Lorena dio vuelta a la cerradura
de su apartamento, sus movimientos eran torpes y pesados; su rostro denotaba
más años de lo que en realidad tenía aquella cincuentona.
Sus manos buscaban el apagador, encendió esa luz fría y blanca procedente de esos focos ahorradores; dejo su bolsa, eran ya casi las diez de la noche; le fastidiaba el horario que le habían asignado en la oficina, donde trabajaba desde hace ya veinte años, cuando se graduó de la universidad.
Se sienta en el sillón, de ese departamento, herencia de sus padres, exageradamente grande para una sola persona. Suspira, su mirada es triste y vacía, aunque ya tenía más de quince años viviendo sola no se acostumbra del todo.
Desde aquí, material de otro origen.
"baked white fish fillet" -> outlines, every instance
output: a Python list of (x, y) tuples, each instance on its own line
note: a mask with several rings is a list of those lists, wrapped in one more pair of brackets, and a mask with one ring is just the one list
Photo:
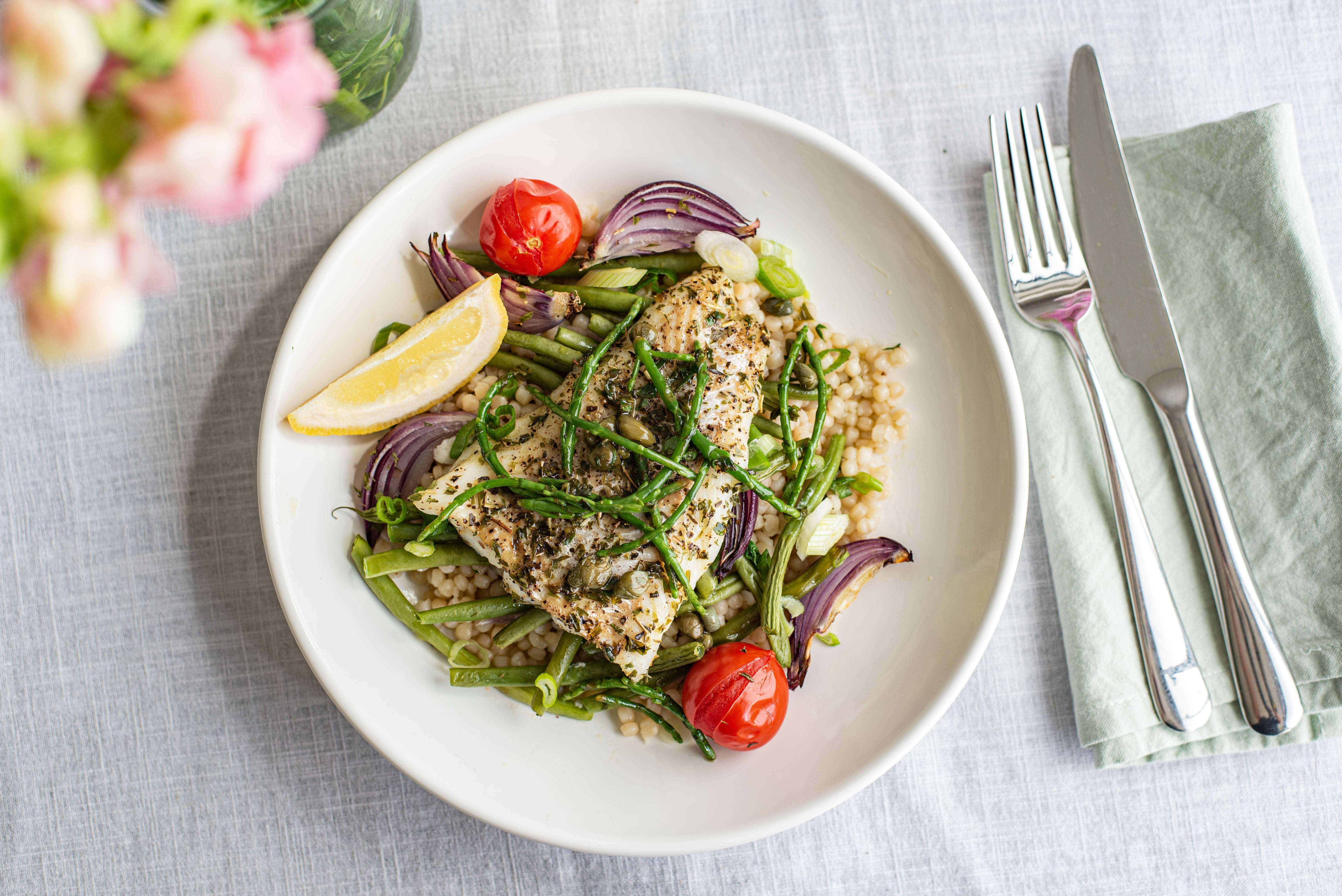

Nunca se casó, los vecinos la tenían como buena persona, amable, cortés y servicial, aunque, uno que otro comentaban que era "rara". Jamás se le conocieron un novio, ni mucho menos amantes.
Después de tomar un hondo
respiro, Lorena recordó que había dejado ropa en la jaula de tendido, sube por
el ascensor y después por la escalera hacia la azotea; se queda un rato parada
ante los lavaderos, musitando algo inteligible para sí misma, toma la ropa y
baja de nuevo. En el corredor, escucha el timbre del teléfono, abre deprisa la
puerta y la cierra de un golpe tras de sí, ve el identificador y casi sonríe, pero
no contesta.
Se acuesta como siempre con su gata, su única compañía, piensa en aquel vacío que se ha convertido su vida, está cansada y hastiada de todo, pero no tiene el valor de suicidarse… Tal vez, el amor la haría cambiar, pero que pendejada sería enamorarse a su edad. Da la vuelta en la cama, se queda profundamente dormida soñando en cambiar, pero esperando no hacerlo.